When I take inventory of my life, I realize I’ve got a lot of things going for me. I have two healthy kids, and I’m in a happy relationship.
I love my job as a writer, and I still manage to find time for things like exercising, hobbies and lying around on the couch, watching Netflix. What I don’t have, and what I struggle the hardest to find, is a stable adult friendship.
I grew up during the reign of Friends on prime-time television, and I spent most of my college days kicking it in my dorm room while Sex and the City reruns played in the background. The idea of adult friendships seemed totally normal to me and like something I could count on to buoy me through the most complicated parts of my grown-up life. I was never the most popular person in the world, but I always had a steady group of friends I could rely on. I imagined those connections would only deepen as I got older and that, much like Monica Geller or Carrie Bradshaw, I’d always be a part of a tight-knit group.
Eventually I got older, started a family and shifted my focus to my career. I found that a lot of the friendships from my youth unceremoniously disintegrated. We were all moving and growing and changing — it seemed natural that some of us would inevitably drift apart. I noticed, though, that as people floated out of my life, it was getting more and more difficult to fill the gaps they left behind.
About three years ago, my husband was offered an incredible job opportunity, and we made the decision to move our small family halfway across the country. I made gallant efforts to find friends initially, attending book clubs, play groups and stroller tours at the art museum. But as event after event passed and I still found myself with no plans for the weekend or being excluded from the groups I thought had maybe shown a twinge of interest in me, I slowly gave up the chase.
It’s tempting to think that maybe it’s just me, but if there’s one thing adults seem to bond over with unfailing ease, it’s how ridiculously difficult it is to make friends. Think about the friendships you made in your youth. All of them probably had a few things in common:
- You saw the same people every day, or at least every few days, so there was ample time for repeated interactions.
- You were close in age and going through many of the same things, so the “me too” moments came quickly, and bonds formed easily from there.
- You had very few obligations in your life forcing you to choose between a night out, responsibilities to other people or some much needed time to yourself.
Conditions are different as we get older. We have a million things pulling us in a billion and a half directions. Two people who are the same age could have wildly different circumstances, lifestyles, values and beliefs. Opening up is harder because you’re old enough to know now that you have flaws and faults, that there are things about you that others just plain might not like. Also, loneliness is difficult to admit. It’s hard to say, “I’m looking for a friend, and I like you. I’d like to spend more time together.”
Friends are harder to find in adulthood because there are barriers to closeness now that simply didn’t exist when we were younger. They aren’t insurmountable barriers, but they still require work, effort and a meeting of the minds that might not happen no matter how many times you invite that one woman from your book club to coffee.

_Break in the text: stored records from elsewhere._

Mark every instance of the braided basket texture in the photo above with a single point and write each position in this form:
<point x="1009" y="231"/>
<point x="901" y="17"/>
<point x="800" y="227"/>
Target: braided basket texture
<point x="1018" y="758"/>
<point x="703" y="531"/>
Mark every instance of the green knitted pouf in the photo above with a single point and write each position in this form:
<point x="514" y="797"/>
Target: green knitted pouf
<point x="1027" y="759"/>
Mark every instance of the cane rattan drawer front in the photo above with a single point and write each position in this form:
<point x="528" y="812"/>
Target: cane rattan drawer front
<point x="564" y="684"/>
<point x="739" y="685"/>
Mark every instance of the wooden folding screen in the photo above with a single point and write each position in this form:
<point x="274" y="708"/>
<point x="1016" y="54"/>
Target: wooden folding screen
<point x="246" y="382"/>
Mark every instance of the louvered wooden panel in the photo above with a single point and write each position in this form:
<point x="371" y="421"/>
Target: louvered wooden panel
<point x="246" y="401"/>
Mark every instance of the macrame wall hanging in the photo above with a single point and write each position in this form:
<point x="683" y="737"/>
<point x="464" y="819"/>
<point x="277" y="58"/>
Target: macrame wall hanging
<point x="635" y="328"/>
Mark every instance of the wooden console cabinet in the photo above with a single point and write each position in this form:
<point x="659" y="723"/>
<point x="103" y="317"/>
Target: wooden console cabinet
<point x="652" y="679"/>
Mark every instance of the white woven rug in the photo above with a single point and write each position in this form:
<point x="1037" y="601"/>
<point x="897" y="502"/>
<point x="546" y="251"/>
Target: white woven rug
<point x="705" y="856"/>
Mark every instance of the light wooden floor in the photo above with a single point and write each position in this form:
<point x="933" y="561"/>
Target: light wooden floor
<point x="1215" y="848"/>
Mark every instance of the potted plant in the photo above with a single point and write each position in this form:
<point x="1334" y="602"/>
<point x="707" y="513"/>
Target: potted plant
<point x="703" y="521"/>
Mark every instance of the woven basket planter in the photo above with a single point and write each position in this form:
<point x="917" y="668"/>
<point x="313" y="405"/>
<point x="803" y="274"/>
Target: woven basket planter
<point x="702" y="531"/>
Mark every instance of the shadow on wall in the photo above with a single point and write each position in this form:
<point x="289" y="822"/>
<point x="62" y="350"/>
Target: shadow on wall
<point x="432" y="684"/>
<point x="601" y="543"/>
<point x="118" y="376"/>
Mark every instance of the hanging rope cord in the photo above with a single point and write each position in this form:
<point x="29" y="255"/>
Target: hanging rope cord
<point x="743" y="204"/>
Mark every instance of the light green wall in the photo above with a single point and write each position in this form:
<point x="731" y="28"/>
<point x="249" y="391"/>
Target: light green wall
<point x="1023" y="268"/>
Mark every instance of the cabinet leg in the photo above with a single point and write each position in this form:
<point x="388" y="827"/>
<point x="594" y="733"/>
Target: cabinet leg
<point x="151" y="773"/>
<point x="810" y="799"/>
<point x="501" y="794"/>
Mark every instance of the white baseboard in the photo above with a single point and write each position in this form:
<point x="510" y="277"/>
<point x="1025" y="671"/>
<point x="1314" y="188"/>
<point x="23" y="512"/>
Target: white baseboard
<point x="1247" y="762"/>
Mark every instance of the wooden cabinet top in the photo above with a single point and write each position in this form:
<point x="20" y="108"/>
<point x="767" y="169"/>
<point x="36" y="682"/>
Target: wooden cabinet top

If I had time every single day to devote to going out and meeting people or fostering existing connections, I might find that a few would evolve into something deeper. As it stands, I’m already divided between a husband, two kids, my job, my chores and the 10 minutes I desperately wish I had to unwind. If we could skip the small talk and fall in friendship-at-first-sight, I might have a chance at that Carrie Bradshaw gaggle of besties. Until then, I’ll be the one at the movies by myself, hoping an equally lonely 30-something with great shoes plops down beside me.